A day or two later, someone tagged me on X under a tweet where ‘Bala’ had posted a one-minute clip of my analysis on the recent state elections in India with the caption: “TMC losing Bengal has sent shockwaves to not just Bangladesh but Pakistan too. Mamata’s core votebank were supplied from here, naturally they are rattled now. [sic]” This was a clip from my five-minute analysis of the elections in which I talked about how those I spoke to in India had said that it was a depressing day, particularly in West Bengal. Most of my analysis had been a critique of the Indian Opposition’s lack of unity and strategy to counter the Bharatiya Janata Party. It obviously didn’t suit Mr Bala’s narrative to put out the entire clip because the latter wasn’t about the BJP but more about the INDIA bloc. The audacity to say that the vote bank in West Bengal was somehow ‘supplied’ from Pakistan and Bangladesh, when these
nations had nothing to do with the elections, made me realise that it suits the army of trolls to suggest the existence of a foreign hand in India's state elections. This is a very Dhurandhar-esque mentality, I must say. Anyway, I dismissed the email and the clip because they weren’t worth responding to.
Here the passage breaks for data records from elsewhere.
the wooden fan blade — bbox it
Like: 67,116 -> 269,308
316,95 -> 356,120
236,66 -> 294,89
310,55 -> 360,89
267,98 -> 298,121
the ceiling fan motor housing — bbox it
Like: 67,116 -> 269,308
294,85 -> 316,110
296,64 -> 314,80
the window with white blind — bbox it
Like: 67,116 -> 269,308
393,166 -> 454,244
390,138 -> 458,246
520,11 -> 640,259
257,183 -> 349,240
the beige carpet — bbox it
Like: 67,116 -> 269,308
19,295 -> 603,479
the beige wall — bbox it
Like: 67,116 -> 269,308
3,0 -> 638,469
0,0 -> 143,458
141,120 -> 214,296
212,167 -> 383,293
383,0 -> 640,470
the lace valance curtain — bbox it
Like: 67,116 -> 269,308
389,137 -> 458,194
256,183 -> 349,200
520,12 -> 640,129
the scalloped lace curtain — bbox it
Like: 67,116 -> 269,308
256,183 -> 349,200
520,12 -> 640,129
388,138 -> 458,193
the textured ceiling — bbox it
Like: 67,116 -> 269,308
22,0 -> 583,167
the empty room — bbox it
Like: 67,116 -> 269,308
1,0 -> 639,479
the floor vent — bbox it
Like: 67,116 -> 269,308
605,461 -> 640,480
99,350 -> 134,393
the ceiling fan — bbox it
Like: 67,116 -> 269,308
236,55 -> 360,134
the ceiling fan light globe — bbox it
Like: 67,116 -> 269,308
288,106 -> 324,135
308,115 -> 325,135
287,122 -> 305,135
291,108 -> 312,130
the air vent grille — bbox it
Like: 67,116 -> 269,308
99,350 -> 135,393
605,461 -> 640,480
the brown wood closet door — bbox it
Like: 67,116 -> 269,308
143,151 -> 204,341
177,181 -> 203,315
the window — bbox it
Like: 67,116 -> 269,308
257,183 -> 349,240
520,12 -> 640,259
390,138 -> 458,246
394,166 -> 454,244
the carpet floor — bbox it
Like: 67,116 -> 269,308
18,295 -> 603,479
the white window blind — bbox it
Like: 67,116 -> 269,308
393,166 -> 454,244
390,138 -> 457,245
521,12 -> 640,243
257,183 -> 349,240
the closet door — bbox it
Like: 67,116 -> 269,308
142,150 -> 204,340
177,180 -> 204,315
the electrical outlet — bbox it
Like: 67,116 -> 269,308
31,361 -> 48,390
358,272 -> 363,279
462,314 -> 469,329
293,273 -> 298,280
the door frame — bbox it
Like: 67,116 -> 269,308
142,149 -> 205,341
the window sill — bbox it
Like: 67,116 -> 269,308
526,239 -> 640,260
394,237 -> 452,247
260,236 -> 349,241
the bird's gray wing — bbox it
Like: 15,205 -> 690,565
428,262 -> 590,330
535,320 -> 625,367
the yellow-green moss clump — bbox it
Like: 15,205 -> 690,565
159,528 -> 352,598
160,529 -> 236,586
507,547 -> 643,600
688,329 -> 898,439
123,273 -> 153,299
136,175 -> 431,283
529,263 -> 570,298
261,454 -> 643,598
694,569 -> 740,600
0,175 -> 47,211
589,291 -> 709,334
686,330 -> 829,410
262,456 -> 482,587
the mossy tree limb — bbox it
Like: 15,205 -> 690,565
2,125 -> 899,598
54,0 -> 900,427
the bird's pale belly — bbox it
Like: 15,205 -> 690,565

A few days later, I was at a conference where I gave a speech on protecting journalists and civil society amid an information siege. Before I went on to the Pakistani context, I talked about the genocide in Gaza and how Palestinian journalists have been killed by Israel. I criticised the Western media’s hypocrisy for whitewashing these crimes and also for coming out in large numbers to condemn critics when one of their own was called out for harbouring a pro-Israeli propaganda. Tellingly, we didn’t see the same outrage when the Lebanese journalist, Amal Khalil, was slaughtered in a double-tap strike by Israel.
After I finished my speech, I was asked by a local woman in the audience why I had made a “sweeping statement” on the Western media. Then, a woman foreign journalist also asked me the same thing but in a tone that was much more condescending. Interestingly, she said although it may suit my “agenda and narrative” to say what I did, many Western journalists had, in fact, condemned Khalil’s murder. I responded to the two women that I stand by everything I have said because when we say 'Western media', we talk about the constituents as a whole. Yes, there may have been honourable exceptions in this instance but that doesn’t mean that the Western media has not been complicit in the last two and a half years of war in the Middle East. I also said that my position — agenda — is that Palestinians have a right to live safely and that Zionists should be punished for their war crimes.
However, I was curious to know why she had invoked ‘agenda’ and ‘narrative’. I realised it was because of the way I look: I wear a hijab and I was wearing a kaftan that day. So these comments were more about my appearance than the content of my speech.
Both experiences were different; but the common thread was Islamophobia and stereotyping based on my appearance without knowing the work that I have done as a journalist for two decades.